I think this assumes that 100% of the warrants are held by people with an equal quantity of short shares. I'm unsure how likely that is, but pretty sure you can tell me. :-)
Even so, 12.5M shares seems like a lot of buying pressure added to ordinary retail, and potentially institutional investor buying. What should be the assumptions with regard to the prices at which those 12.5M shares were sold short? Does that add to the buying pressure?
I can agree that VW class short squeeze is unlikely, but what is the likely price action? I assume it has to go beyond $4 at least briefly, like a pig working through a python if that makes any sense. But happy to learn as always.
|
|
|
Post by mytakeonit on Aug 14, 2019 12:46:11 GMT -5
Hard for me to say ... but, ktim is right. $200 pps is WAY TOO LOW !!! And my daughter said she likes $400 pps better. Also ... Freudian slip = sports telling boca that she will be opening my front door when she knocks. Oops !!! But, that's mytakeonit
|
|
|
Post by lakers on Aug 14, 2019 12:54:21 GMT -5
Mnkd made a strategic mistake for not allowing Sanofi buying 10% stake in 2014. Mnkd would have huge cash to dev pipeline. Al was over confident on Afrezza with bad Label. Sanofi would have expanded more effort on Afrezza. Al didn’t diversify. Don’t think Mnkd will make the same mistake again. 10% for $50M or 20% for $100M to dev pipeline ? If UTHR is smart, they would offer to acquire Mnkd in whole. TS is very critical to their future dominance.

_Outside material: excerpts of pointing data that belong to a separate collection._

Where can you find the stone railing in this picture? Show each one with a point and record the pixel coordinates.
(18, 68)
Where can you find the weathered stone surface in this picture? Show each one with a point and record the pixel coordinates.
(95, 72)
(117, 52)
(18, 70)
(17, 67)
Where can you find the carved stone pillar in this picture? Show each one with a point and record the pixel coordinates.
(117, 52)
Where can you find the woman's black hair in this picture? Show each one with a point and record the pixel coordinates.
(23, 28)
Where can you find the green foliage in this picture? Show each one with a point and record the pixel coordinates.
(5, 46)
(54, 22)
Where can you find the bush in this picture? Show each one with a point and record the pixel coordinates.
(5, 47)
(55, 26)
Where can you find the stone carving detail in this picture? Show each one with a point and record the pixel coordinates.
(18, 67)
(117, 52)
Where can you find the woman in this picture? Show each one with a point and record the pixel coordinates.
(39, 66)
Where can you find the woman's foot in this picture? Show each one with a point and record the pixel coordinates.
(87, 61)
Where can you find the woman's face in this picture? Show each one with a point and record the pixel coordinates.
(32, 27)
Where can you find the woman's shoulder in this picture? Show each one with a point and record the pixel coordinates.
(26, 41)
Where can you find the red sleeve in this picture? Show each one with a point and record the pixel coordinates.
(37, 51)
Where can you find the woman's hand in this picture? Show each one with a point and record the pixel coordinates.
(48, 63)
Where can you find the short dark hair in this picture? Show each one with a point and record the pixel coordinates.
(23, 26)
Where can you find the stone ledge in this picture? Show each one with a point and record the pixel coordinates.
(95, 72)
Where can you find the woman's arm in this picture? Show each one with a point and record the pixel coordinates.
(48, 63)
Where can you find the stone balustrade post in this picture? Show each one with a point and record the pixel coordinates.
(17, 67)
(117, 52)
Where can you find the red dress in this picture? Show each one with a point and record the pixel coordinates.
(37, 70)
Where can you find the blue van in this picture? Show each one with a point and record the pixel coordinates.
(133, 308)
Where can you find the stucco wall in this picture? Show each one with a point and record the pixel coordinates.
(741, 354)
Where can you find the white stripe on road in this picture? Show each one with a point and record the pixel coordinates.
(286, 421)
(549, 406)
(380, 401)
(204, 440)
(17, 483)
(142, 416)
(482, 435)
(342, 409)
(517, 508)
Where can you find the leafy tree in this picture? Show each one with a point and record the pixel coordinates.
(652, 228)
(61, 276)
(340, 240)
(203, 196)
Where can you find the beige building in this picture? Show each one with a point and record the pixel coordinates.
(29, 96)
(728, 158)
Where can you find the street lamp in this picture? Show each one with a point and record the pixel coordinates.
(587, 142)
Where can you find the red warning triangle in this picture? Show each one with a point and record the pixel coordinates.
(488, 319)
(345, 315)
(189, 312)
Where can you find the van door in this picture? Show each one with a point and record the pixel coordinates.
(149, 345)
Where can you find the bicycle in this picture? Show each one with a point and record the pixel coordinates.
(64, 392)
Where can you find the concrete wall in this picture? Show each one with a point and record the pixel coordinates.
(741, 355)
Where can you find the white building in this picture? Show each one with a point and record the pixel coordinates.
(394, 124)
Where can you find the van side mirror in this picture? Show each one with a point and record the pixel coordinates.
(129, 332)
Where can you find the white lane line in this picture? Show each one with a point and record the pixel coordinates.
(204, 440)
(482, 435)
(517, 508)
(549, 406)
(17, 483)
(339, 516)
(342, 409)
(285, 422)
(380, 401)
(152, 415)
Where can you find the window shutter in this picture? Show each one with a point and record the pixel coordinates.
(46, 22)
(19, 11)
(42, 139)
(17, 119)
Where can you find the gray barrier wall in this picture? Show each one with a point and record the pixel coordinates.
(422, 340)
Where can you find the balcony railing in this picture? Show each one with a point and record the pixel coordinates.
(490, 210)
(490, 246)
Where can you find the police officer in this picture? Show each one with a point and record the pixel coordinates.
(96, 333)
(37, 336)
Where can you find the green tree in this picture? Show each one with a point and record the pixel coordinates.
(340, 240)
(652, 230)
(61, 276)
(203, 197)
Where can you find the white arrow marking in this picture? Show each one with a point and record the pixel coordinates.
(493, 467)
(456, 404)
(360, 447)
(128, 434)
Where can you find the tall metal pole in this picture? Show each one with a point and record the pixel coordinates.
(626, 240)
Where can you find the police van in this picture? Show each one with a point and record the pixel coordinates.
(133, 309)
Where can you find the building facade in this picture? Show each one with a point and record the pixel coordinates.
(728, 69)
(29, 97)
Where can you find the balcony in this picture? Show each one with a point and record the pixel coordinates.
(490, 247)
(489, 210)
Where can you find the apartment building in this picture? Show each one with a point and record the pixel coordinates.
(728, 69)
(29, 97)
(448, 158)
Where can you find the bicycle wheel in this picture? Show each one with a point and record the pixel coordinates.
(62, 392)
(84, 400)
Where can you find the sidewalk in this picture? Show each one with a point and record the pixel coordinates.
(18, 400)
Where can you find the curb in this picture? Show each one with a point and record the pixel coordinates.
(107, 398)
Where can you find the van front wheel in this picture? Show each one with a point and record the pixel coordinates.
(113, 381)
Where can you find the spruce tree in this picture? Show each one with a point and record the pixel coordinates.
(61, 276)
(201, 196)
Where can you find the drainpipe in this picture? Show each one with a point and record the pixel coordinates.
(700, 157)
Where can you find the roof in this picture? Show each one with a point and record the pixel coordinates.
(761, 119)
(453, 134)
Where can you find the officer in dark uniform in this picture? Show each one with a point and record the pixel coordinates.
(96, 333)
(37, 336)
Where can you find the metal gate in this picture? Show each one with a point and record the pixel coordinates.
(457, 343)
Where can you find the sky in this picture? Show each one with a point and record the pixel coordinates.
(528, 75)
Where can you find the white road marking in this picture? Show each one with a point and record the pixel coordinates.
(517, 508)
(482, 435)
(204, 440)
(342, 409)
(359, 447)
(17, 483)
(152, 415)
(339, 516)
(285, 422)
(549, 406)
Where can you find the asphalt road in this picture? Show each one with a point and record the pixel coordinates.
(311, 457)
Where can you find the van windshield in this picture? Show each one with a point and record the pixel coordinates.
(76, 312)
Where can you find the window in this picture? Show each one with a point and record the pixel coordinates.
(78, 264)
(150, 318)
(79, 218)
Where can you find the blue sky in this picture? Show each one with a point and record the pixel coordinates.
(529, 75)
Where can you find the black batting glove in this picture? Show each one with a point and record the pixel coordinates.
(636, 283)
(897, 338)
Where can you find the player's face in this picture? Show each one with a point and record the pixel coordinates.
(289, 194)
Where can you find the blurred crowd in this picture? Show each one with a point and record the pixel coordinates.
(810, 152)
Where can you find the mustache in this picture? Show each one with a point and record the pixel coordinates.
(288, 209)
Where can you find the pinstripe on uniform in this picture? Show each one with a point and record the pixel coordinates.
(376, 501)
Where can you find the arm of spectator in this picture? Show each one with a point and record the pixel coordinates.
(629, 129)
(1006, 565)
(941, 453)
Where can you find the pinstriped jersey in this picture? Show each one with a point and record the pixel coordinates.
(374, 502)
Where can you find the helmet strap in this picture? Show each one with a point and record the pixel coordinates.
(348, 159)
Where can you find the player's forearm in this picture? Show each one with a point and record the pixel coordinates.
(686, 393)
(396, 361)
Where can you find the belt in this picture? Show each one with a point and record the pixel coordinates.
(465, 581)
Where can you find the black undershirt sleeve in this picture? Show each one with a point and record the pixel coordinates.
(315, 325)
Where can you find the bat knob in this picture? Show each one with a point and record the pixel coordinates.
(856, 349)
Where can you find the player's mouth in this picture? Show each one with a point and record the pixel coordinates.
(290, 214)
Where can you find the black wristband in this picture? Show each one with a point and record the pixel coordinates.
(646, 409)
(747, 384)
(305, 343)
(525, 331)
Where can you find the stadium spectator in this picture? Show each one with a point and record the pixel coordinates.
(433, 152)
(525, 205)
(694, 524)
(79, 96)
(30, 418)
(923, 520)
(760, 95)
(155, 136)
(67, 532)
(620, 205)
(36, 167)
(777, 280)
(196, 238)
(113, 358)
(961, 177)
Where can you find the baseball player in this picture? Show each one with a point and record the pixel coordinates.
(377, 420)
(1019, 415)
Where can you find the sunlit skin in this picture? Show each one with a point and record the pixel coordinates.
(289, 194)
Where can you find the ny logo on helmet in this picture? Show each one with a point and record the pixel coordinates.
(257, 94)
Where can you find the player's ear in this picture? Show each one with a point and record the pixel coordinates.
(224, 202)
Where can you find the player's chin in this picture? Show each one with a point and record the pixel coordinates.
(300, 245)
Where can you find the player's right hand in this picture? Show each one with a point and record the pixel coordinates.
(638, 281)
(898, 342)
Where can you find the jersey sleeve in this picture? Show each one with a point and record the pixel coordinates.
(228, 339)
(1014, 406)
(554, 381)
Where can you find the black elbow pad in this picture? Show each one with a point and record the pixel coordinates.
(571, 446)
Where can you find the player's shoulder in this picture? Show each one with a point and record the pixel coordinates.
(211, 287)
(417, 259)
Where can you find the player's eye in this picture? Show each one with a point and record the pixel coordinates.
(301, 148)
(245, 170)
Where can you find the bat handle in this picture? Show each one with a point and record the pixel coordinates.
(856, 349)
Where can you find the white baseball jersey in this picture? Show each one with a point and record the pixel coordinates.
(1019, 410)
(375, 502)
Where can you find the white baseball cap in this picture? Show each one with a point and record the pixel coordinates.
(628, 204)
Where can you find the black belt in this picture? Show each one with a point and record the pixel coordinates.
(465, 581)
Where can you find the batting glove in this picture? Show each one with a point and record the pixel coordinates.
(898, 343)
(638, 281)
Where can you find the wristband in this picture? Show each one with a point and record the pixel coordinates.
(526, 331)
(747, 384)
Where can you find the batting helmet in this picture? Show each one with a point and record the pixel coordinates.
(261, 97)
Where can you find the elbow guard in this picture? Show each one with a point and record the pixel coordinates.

They have a golden chance to avoid paying large royalties in the future and to attack new markets such as CBD, CF,... by paying a reasonable price upfront. Mnkd would become an R&D and manufacturing arm of UTHR.
UTHR would out license Afrezza for a manufacturing contract and royalty to partially recoup the deal.
TS is the goose which lays golden eggs they are after, not Afrezza.
I don’t know how much Mnkd would be willing to accept if UTHR offers. In this market, based on Kevinmik’s findings, my guess is $750M - $1B.